Thanks for this comment. We followed your instruction and produced a robustness study of dot-product self-attention on the Stanford Sentiment Tree-bank (SST) dataset. We also revised our paper to include these new results in Appendix C.3 and Figure 5. We follow the setup in Xu’23, Wang’20, Zhu’20, and Li’21, and consider the deterministic $\ell_2$ certified robustness on the word embedding space (we use the BERT embedding from Devlin'19). Our analysis here only serves as a proof of concept for using our bounds to NLP tasks, and we acknowledge that considering perturbations on the word embedding space (instead of the tokens directly) is a common limitation of applying sensitivity analysis to NLP benchmarks, as shared in many other papers (Hou’23). The certified robustness radii that we obtained is measured using $\ell_2$ norm, and this is similar to those in prior work without using dot-product attention (Xu’23). Our results demonstrate that our sensitivity analysis bounds lead to non-vacuous robustness results on SST. For more details, see Appendix C of our revised paper. If the reviewer further wants us to work on other specific tasks, please let us know and we are willing to provide more results.

[Xu’23] Xu et al. Certifiably Robust Transformers with 1-Lipschitz Self-Attention. [Hou’23] Hou et al. TextGrad: Advancing Robustness Evaluation in NLP by Gradient-Driven Optimization. ICLR
[Wang’20] Wang et al. InfoBERT: Improving Robustness of Language Models from An Information Theoretic Perspective. ICLR
[Zhu’20] Zhu et al. FreeLB: Enhanced Adversarial Training for Natural Language Understanding. ICLR
[Li’21] Li et al. TAVAT: Token-Aware Virtual Adversarial Training for Language Understanding. AAAI
[Devlin’19] Devlin et al. Bert: Pre-training of deep bidirectional transformers for language understanding. NAACL-HLT

In the network design section, it is mentioned that Theorem 1 would shed light on constraining weight norms for self-attention. It would be nice to see a concrete use case. For example, given a particular quadruple $(W^K, W^Q, W^V, W^O)$ and an input $X$, could we ablate on each weight individually and use the Theorem 1 to predict the local sensitivity?

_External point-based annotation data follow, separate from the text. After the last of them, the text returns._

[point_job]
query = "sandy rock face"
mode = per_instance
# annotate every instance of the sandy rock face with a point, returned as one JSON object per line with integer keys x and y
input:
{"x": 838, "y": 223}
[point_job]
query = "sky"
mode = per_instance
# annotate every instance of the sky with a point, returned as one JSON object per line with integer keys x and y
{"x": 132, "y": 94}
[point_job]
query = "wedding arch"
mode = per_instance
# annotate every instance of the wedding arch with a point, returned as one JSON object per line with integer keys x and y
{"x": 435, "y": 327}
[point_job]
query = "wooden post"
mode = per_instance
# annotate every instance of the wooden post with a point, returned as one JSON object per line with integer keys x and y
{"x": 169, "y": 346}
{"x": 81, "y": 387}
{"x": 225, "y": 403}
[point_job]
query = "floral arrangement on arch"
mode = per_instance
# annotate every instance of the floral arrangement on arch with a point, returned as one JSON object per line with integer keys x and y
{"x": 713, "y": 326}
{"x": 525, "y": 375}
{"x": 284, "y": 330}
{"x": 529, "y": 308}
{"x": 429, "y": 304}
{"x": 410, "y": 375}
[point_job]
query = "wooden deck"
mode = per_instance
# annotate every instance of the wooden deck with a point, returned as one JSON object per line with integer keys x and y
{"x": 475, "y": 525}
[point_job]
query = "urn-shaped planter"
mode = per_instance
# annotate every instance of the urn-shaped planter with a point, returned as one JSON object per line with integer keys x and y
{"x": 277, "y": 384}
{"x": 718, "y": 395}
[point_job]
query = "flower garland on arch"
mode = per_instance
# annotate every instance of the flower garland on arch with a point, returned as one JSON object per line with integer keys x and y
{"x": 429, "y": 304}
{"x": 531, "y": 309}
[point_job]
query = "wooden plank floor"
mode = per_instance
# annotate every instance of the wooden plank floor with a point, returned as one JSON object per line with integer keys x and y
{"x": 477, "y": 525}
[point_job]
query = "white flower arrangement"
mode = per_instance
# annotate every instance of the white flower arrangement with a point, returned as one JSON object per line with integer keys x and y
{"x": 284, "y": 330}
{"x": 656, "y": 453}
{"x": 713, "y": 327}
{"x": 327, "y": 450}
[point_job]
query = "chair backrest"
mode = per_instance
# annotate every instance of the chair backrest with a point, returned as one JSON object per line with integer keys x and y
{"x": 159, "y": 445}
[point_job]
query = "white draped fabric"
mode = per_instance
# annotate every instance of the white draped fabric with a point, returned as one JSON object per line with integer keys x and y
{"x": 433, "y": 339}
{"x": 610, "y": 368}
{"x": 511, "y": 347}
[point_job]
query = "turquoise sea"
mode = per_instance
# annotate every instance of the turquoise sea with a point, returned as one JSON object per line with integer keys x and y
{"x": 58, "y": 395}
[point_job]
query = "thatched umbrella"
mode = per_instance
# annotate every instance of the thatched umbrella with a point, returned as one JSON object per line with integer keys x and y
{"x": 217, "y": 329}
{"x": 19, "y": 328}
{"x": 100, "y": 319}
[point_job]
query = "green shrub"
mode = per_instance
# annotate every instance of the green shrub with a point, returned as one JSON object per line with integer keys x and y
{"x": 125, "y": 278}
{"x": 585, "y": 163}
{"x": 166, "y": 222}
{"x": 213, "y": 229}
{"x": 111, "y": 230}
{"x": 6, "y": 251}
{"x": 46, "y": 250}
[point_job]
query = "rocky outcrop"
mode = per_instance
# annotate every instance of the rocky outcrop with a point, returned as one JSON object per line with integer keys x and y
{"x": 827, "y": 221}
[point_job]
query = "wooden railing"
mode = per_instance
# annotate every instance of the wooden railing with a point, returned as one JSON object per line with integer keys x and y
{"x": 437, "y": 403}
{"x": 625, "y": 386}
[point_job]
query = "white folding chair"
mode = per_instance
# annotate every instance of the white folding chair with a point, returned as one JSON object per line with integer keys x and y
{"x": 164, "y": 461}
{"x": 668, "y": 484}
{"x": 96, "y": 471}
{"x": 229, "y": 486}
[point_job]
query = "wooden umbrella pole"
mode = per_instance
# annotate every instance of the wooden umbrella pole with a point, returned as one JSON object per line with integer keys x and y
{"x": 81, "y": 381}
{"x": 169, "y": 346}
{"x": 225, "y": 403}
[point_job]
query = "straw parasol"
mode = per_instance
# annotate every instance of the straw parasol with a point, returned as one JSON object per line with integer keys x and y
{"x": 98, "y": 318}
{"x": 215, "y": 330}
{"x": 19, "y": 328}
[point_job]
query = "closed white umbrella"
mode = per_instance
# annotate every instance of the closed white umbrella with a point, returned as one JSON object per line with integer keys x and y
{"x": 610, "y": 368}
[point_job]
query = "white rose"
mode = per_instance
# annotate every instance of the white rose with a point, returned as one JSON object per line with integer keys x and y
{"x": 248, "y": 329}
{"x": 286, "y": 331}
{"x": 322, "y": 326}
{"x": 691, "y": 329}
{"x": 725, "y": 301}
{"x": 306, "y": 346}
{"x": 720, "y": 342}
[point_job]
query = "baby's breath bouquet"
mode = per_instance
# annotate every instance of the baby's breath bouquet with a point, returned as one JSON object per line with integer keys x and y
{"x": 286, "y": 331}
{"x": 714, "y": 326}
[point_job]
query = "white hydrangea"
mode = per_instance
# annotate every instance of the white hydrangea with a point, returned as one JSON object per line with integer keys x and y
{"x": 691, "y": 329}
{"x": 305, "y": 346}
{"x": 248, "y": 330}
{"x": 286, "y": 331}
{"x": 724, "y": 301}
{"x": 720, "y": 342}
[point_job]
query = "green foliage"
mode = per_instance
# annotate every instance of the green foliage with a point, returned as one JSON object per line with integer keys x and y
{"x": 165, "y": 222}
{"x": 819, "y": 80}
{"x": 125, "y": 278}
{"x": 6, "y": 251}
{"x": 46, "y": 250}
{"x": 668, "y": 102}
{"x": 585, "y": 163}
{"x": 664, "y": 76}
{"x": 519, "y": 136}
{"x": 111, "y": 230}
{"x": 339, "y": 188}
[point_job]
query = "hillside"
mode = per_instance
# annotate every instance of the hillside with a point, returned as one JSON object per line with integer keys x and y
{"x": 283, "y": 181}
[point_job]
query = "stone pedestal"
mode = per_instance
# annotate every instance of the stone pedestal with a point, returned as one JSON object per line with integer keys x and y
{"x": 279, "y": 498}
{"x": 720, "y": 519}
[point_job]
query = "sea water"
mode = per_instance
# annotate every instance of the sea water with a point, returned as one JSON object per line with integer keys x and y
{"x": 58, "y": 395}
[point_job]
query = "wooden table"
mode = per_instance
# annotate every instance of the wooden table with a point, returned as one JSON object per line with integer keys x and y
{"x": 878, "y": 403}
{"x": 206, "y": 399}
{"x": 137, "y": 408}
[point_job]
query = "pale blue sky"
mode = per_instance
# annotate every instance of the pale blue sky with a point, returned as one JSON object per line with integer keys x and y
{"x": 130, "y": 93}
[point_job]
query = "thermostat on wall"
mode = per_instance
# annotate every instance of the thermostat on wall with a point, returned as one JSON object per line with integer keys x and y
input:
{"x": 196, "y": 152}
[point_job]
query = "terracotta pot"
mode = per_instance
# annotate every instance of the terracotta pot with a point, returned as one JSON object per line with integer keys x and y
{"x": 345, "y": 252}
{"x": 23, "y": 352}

We can certainly use Theorem 1 to predict local sensitivity, and agree that ablating the weight as suggested by the reviewer could give useful insight. These new experiments are presented in Appendix C.1, Figure 3. The ablation was already partially carried out in our CIFAR10 experiments of Figure 2, where we display the results for different spectral norm constraints on $(W^V, W^O)$. In this additional experiment, we consider an experiment very similar to your suggestion. We take a tuple $(W^Q, W^K, W^V, W^O, X)$ from the first layer of a trained ViT on CIFAR10 and a normalized input. We then sample perturbations of each element while keeping the others fixed, observing how our local upper-bound is affected with increasing parameter perturbation size. In addition we have also included an extended study on the tightness of our bound similar to Figure 1, but we vary the input norms found in Appendix C, Figure 4. In practice, it is possible to choose the norms of $(W^K, W^Q, W^V, W^O)$ to control expansion of the of each term in our local bound throughout each layer, and we can directly examine these values in the design process (This is how we designed our networks and determined the appropriate pre-attention layer projections).